Merge Sort makes use of recursion in its sorting method as it splits resources through the array. The sorting algorithm starts by initially splitting the array into two halves. Each one of these halves is split until each subarray can no longer be divided. When they are in this state, they are in their simplest form and are therefore sorted. From here, the sorted subarrays are merged to form bigger sorted subarrays. They continue to merge into bigger, sorted subarrays until the full array is merged and sorted. This method is all about sorting at the simplest point and then recursing through to sort the entire array. Merge sort is great for larger arrays for this very reason: no matter the size, it sorts at the simplest point and recurs back through. The time complexity of this sort is O(N log(N)). When it comes to average, best, and worst time complexity, it is all the same because no matter what, the merge sort has to split the array into halves and merge them back together. The space complexity for merge sort is O(n). This is a rather large amount of space; this is because merge sort makes copies of the splits when sorting. Making these copies will take up more space; hence, there is a higher spatial complexity.

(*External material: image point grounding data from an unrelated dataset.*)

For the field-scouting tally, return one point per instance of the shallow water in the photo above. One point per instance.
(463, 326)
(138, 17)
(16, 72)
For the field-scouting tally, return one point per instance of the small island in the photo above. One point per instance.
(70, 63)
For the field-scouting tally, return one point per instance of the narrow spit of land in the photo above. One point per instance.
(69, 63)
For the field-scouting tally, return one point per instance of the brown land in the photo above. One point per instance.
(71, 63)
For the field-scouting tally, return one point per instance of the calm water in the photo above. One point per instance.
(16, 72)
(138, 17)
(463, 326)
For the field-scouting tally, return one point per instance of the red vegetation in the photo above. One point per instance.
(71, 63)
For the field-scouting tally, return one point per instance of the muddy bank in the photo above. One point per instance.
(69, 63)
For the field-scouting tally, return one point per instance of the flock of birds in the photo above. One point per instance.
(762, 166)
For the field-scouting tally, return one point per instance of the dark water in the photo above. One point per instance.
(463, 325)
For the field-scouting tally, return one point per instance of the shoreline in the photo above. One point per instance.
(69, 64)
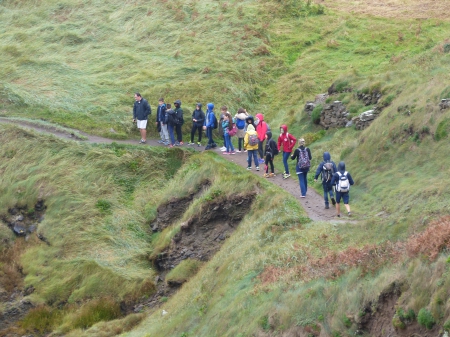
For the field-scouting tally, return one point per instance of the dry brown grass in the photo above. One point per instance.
(407, 9)
(432, 241)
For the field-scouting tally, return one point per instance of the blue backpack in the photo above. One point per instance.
(240, 123)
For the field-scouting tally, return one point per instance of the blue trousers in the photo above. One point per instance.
(254, 154)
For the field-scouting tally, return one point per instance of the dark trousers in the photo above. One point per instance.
(260, 149)
(179, 134)
(196, 127)
(269, 161)
(241, 143)
(209, 135)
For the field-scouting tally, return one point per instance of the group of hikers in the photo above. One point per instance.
(251, 133)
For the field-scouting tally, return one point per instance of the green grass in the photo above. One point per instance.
(78, 64)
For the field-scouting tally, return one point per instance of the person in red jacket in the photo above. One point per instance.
(261, 129)
(287, 141)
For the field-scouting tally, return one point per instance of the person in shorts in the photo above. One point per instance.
(141, 110)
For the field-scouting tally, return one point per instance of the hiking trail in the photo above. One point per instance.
(313, 203)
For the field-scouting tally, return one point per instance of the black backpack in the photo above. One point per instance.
(179, 117)
(327, 171)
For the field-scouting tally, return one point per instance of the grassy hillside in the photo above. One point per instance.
(78, 63)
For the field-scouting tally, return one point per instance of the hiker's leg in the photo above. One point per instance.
(338, 205)
(260, 149)
(172, 136)
(194, 128)
(271, 163)
(165, 132)
(179, 134)
(143, 134)
(302, 178)
(285, 158)
(200, 133)
(346, 198)
(325, 192)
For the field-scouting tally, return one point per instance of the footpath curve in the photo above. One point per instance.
(313, 203)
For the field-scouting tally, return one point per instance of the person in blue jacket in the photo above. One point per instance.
(338, 180)
(210, 120)
(326, 170)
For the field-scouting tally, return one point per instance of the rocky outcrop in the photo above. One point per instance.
(369, 99)
(445, 104)
(334, 115)
(364, 119)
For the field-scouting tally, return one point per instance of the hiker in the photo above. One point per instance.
(250, 120)
(326, 169)
(198, 119)
(303, 156)
(221, 134)
(342, 180)
(227, 124)
(170, 121)
(141, 110)
(179, 121)
(160, 122)
(287, 141)
(240, 117)
(251, 145)
(210, 125)
(270, 152)
(261, 129)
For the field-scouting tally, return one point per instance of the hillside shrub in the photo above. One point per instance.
(315, 115)
(447, 326)
(42, 319)
(425, 318)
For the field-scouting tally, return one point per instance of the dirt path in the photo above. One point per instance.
(313, 203)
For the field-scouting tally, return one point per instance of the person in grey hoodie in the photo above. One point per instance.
(326, 170)
(198, 119)
(341, 172)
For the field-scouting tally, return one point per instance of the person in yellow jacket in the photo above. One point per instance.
(251, 143)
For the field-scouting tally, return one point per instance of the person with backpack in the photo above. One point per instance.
(251, 142)
(160, 122)
(240, 117)
(179, 121)
(287, 141)
(326, 169)
(141, 110)
(210, 125)
(303, 156)
(198, 119)
(261, 129)
(227, 124)
(270, 152)
(170, 121)
(342, 180)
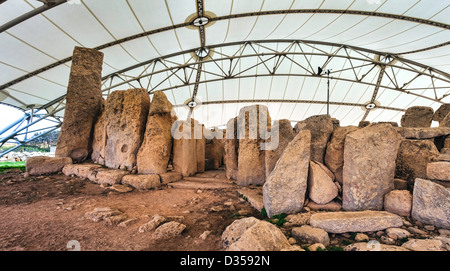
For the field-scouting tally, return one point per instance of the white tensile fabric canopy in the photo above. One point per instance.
(380, 56)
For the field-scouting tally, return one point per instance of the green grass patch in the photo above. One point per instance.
(10, 165)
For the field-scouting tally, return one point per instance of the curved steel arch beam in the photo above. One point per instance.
(241, 15)
(31, 14)
(291, 101)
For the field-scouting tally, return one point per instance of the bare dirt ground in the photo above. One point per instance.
(46, 212)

Quicksort is also a sorting algorithm that makes use of recursion, but the method by which it sorts is different from Merge Sort. In Quicksort, it makes use of what is called a "pivot". A pivot is a value that the array will be arranged around by putting all values less than the pivot to the left and all the values greater than the pivot to the right. When creating this algorithm, you could make any point in the array the pivot, but most commonly, the last value of the array is used as the pivot. So to start quickly, a pivot is determined, and then the array is arranged so that all values less than the pivot are to the left and all values greater than the pivot are to the right. From here, the left and right are taken into subarrays, and a pivot is decided in each subarray. From here, the same process is repeated, where the values are rearranged until all that is less than the pivot is on the left and all that is greater than the pivot is on the right. This process of dividing and reordering will continue until, finally, the subarray contains only one element. From here, the elements are recursively combined as the pivots are sorted back into their sorted spot in the sorted array. The sort finally completes once all the elements are combined back together in their sorted order. Quicksort shines in the efficiency department, as it does great time- and space-wise. The average time complexity of Quicksort is O(N log(N)), while its worst-case scenario time complexity is O(n^2), yet Quicksort is still faster than many sorts because the worst-case scenario can be manipulated by changing the pivot. By manipulating the pivot, it makes the chance of the worst-case scenario happening relatively low. The space complexity is O(n*logn), meaning Quicksort is great when there is limited space. Even though some memory space is taken up to make recursive calls, since it is an in-place algorithm, it doesn’t require any extra memory to manipulate the array.
The process of heap sorting makes use of two concepts: a binary tree and max heap in its sorting method. So to start, the array is reorganized into a binary tree by making the first value in the array the root, making the next two values in the array children of the root, and then continuing the binary tree pattern until all elements are accounted for. The next step is to try to convert it into a Max heap. Max heap is essentially the process of making sure that the children of the root parent node are less or equal to those of the parent; if not, then the values will swap. Once all swaps are made and the root of the tree is the largest value, that value is swapped with a value at the bottom of the array, essentially putting in the last index of the array. The value that was swapped will return to its original spot by converting to the max heap. This would end up putting the second largest value in the array as the root, and the process will continue to loop through until the entire array is sorted. To simplify, heap sort takes an array and formats it into a binary tree; from there, it converts it to max heap; Then the root is swapped with the bottom of the heap, which essentially places it in the last index of the array; the sort will continue the max heap and swapping process until the whole array is sorted. The time complexity for heap sort is O(n log n), and while it isn’t one of the fastest sorting algorithms, its simplicity and effectiveness make up for that. The space complexity of heap sort is 1. This is because it uses no extra data structure in the algorithm since it is all in place. This makes heap sorting great when memory space is limited.
Time complexity is the measure of time it would take for an algorithm to run and space complexity is the amount of memory spaced used by an algorithm. Although they have the same time complexity, O(N log(N), Quicksort overall outperforms merge sort and heap sort due to its ability to manipulate the pivot, which could allow it to be more time efficient. It is also the best choice when it comes to larger datasets, as it can maintain relatively high efficiency. When it comes to space, heapsort is the best option, with a space complexity of 1, as it doesn’t make use of any external data structure and the whole sorting system is internal. While the other sorts take up more memory space for their sorting method. However, heap sort is way slower compared to both merge and quicksort. Merge sort falls in a category between the two where it doesn’t necessarily exceed one but has a consistent balance between the two. Overall, these sorts of things have their advantages and disadvantages, but each has a unique and fascinating process behind it that is worth learning more about.